The participants were divided into two groups and through a ‘hands on’ approach to obtaining, analysing and interpreting international trade data, produced draft papers in the following areas:
Black holes in African trade data. In an era when the regional emphasis is focussed on broader trade and economic integration the need for quality data and sound interpretation of this data is paramount. While the availability of African data is certainly improving there are still some questions that arise. A black hole is defined in Wikipedia as a mathematically defined region of space-time exhibiting such a strong gravitational pull that no particle or electromagnetic radiation can escape from it. At times Africa trade data seems to exhibit these same characteristics, as attempts to reconcile data between bilateral partners can result in interesting situations where data seems to have plunged into one of these black holes.
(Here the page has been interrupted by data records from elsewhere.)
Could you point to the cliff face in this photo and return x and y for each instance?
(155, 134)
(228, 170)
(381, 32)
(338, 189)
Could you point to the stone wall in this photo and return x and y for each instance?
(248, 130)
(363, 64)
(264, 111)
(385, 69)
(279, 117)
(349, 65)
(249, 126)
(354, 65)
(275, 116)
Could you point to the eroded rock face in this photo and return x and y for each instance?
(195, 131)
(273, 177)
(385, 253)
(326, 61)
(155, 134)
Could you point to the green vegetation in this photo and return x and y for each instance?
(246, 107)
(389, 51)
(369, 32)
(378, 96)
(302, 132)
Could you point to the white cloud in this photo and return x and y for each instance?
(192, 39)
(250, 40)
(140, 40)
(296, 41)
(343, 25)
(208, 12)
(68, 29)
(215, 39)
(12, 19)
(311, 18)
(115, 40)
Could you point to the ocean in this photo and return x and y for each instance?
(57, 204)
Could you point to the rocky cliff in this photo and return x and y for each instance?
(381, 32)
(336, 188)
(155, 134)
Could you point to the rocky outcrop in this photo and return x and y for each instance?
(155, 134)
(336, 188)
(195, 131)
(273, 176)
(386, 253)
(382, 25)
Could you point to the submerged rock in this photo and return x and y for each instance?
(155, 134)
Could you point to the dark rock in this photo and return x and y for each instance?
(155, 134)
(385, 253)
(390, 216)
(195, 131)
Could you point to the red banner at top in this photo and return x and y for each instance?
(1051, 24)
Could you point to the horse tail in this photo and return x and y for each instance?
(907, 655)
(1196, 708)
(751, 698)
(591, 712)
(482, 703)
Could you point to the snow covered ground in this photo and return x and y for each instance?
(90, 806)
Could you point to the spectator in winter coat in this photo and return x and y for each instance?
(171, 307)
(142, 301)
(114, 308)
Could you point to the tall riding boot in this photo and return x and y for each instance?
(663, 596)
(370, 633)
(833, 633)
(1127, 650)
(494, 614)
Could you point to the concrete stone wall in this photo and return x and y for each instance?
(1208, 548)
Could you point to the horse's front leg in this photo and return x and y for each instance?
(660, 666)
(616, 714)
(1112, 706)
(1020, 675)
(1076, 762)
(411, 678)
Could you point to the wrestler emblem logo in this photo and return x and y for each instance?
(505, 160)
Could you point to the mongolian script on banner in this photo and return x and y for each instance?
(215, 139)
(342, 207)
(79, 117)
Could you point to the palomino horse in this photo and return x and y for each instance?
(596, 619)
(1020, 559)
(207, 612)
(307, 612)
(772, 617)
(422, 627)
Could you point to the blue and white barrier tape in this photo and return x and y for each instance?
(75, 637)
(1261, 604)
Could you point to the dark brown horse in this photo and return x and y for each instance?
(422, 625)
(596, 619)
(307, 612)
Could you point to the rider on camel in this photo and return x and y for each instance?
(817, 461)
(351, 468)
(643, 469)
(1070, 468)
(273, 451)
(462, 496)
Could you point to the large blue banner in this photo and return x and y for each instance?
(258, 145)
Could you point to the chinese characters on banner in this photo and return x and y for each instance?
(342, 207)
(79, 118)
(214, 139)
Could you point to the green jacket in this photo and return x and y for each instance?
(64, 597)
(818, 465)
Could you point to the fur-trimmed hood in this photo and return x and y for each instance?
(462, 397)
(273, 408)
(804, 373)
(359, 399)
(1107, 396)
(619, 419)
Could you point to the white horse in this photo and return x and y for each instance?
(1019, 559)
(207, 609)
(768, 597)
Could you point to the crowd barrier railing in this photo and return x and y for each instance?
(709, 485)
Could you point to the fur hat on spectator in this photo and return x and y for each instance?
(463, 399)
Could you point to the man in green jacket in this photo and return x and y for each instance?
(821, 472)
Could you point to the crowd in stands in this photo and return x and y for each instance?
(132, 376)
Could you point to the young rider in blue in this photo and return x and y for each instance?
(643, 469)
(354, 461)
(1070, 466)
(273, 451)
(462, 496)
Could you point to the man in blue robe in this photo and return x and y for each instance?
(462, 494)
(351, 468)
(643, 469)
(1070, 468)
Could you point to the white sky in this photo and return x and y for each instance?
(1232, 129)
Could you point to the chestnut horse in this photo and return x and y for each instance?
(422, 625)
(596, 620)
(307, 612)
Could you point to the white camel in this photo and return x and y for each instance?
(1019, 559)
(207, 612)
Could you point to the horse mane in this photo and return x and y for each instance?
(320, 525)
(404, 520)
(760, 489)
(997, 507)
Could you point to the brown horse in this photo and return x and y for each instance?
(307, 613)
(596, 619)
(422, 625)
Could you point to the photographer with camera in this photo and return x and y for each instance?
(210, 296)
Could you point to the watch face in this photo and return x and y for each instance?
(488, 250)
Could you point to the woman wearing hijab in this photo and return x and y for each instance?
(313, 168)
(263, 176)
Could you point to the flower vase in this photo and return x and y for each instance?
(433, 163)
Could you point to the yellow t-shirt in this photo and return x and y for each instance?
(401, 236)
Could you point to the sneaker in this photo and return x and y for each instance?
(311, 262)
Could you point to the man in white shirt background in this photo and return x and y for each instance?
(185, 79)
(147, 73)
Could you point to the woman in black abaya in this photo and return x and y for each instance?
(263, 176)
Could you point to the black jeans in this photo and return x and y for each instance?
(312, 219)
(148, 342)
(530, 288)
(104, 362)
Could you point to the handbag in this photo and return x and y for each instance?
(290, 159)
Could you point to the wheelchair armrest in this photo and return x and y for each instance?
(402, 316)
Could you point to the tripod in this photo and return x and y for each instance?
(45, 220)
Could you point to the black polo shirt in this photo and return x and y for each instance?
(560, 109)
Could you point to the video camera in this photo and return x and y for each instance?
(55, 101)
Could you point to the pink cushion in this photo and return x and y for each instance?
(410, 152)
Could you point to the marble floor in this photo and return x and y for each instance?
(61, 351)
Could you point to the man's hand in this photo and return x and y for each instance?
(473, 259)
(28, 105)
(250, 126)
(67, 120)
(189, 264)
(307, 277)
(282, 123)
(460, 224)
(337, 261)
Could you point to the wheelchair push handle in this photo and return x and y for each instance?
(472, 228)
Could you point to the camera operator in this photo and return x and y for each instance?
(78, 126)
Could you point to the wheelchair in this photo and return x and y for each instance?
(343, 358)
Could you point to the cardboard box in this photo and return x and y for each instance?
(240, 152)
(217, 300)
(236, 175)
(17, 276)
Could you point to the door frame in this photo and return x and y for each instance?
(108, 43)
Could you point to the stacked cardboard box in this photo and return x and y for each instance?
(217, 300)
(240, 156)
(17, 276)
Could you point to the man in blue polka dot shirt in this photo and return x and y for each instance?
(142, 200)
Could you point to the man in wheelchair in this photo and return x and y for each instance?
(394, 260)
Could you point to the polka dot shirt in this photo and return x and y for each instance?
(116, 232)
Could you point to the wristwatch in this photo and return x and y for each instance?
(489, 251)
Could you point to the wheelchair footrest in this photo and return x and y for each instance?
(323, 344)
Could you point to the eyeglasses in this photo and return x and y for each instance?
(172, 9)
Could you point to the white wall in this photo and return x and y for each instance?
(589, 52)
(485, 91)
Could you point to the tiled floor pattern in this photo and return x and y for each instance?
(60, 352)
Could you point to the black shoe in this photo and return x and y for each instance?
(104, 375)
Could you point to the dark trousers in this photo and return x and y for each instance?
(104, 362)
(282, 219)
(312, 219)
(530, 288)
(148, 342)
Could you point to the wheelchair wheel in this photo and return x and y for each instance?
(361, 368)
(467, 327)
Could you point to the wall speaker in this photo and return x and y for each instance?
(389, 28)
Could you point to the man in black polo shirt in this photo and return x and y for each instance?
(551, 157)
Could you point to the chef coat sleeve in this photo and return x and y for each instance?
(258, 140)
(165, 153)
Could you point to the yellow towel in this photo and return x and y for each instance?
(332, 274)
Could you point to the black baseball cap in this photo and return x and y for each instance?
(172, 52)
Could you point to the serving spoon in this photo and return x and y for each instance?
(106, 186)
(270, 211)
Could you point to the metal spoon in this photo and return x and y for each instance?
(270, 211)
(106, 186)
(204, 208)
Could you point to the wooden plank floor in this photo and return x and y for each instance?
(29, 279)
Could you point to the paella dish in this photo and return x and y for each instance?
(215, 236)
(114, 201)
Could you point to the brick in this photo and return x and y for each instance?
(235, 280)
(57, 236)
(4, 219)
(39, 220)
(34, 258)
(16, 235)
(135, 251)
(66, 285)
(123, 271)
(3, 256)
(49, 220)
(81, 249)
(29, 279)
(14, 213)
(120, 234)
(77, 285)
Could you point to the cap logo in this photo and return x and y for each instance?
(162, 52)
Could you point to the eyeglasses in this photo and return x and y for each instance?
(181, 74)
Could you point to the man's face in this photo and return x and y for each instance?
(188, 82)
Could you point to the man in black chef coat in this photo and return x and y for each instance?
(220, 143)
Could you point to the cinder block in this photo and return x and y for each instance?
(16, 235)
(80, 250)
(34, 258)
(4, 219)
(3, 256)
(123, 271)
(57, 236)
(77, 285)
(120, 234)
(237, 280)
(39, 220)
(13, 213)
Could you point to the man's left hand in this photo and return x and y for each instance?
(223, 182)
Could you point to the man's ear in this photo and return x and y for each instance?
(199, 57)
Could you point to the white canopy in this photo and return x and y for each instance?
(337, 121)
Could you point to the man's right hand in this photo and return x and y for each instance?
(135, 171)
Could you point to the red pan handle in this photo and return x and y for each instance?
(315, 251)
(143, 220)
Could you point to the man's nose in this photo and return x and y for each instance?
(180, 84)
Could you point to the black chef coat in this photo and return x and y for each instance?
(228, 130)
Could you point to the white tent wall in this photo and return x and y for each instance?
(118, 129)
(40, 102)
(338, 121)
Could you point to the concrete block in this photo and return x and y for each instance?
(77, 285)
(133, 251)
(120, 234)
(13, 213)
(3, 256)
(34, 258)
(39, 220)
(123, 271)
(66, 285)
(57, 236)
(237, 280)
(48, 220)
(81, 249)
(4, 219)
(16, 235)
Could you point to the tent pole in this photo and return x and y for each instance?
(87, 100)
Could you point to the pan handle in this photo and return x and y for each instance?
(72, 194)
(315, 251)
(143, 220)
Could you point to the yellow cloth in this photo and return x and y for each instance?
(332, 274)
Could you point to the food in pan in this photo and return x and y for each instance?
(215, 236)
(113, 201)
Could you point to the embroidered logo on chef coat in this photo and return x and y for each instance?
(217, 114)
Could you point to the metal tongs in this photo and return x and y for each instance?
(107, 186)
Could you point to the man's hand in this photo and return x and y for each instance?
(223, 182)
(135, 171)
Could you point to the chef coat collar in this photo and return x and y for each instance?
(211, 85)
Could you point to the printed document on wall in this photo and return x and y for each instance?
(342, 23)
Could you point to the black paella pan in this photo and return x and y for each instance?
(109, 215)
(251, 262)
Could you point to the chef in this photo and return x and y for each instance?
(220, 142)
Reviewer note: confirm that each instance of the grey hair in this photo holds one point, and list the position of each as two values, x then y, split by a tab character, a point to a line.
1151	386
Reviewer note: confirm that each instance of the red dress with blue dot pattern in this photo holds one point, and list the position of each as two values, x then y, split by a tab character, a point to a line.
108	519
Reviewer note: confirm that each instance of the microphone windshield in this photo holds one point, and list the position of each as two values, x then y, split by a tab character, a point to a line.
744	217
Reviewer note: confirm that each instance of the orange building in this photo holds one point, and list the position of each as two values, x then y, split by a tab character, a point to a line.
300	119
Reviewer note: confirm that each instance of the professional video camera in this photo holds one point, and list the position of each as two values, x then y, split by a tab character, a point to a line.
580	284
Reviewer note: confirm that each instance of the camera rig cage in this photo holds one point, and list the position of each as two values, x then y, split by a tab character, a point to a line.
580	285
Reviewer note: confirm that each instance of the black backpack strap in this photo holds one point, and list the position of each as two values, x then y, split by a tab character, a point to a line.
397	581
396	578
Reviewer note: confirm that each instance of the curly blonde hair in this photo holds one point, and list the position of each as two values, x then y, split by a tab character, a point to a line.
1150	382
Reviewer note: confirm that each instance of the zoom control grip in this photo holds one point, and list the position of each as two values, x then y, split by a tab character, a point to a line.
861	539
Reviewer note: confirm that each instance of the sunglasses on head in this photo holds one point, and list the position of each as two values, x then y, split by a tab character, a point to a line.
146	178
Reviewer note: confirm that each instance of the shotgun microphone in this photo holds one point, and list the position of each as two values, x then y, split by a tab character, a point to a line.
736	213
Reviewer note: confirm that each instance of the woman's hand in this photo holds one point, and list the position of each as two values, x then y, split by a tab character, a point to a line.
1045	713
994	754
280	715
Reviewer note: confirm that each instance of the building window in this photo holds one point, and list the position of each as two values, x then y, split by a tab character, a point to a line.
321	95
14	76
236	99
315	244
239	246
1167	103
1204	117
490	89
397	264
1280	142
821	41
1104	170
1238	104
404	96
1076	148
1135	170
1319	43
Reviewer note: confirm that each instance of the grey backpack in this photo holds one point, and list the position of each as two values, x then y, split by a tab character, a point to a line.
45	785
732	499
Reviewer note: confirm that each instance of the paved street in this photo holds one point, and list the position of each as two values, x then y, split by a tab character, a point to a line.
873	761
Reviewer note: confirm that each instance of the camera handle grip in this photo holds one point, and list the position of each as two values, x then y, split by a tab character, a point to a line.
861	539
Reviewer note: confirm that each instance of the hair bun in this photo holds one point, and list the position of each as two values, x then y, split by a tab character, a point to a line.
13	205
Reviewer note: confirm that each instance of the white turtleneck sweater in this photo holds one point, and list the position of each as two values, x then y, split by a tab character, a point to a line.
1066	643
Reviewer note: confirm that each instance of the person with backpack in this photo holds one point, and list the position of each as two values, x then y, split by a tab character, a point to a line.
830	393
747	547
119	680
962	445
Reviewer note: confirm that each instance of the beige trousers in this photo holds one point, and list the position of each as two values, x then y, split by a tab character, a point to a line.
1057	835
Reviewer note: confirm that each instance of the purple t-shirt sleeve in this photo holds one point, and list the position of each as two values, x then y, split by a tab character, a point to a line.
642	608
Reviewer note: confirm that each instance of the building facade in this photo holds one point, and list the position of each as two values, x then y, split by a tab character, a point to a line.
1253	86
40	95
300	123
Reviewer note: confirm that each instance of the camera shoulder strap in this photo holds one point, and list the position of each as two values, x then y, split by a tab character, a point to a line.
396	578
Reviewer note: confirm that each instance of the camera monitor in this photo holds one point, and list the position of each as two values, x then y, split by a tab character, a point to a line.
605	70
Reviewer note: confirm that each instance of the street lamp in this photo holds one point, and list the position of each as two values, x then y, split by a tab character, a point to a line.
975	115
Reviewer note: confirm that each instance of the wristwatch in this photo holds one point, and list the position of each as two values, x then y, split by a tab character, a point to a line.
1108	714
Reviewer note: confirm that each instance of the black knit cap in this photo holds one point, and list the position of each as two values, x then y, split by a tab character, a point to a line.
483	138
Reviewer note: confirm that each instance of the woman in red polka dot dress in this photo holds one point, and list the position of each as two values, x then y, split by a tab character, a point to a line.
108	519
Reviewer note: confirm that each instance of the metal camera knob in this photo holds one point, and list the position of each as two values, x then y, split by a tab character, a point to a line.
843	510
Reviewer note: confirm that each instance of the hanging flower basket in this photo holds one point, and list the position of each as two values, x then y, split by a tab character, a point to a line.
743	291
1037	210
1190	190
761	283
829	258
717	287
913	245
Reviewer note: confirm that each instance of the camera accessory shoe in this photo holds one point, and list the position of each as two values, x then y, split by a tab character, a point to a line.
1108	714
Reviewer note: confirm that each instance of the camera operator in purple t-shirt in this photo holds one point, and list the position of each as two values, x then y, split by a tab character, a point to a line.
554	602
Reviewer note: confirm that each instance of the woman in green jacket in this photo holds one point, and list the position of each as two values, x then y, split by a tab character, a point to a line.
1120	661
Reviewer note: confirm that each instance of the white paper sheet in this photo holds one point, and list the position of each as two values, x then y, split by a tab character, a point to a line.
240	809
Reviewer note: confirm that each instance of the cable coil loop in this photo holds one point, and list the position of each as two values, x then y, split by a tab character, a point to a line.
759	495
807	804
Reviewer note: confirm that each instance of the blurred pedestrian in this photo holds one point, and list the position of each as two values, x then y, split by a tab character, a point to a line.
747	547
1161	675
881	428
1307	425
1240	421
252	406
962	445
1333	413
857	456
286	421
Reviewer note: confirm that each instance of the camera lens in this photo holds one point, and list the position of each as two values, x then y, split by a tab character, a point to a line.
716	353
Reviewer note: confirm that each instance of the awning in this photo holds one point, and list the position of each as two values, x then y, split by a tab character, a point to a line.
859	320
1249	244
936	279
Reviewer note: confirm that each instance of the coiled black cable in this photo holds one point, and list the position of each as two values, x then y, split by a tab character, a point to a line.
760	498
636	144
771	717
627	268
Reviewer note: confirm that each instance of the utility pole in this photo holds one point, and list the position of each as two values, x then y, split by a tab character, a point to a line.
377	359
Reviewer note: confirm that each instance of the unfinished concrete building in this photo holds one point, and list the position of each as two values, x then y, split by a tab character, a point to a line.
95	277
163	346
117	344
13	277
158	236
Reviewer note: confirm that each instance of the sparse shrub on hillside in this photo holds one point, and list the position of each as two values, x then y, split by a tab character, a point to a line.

Several of our tralac trade data publications have uncovered evidence of these black holes, and the objective for this paper was to examine and possibly explain some of these.
In mid-November 2013, the South African Revenue Service (SARS) announced the revision of trade statistics that entailed the inclusion of the trade data from the BLNS, which were previously excluded in the compilation of trade statistics. This follows the comprehensive modernisation of systems to incorporate international trade transactions. The revision covered trade data from 2010 to 2012 and then moving forward. A comprehensive analysis of South Africa’s trade with BLNS is therefore only possible since this revision, and we took advantage of this improved data for South Africa along with BLNS data from the SACU Secretariat to analyse the intra-SACU agricultural trade data in detail.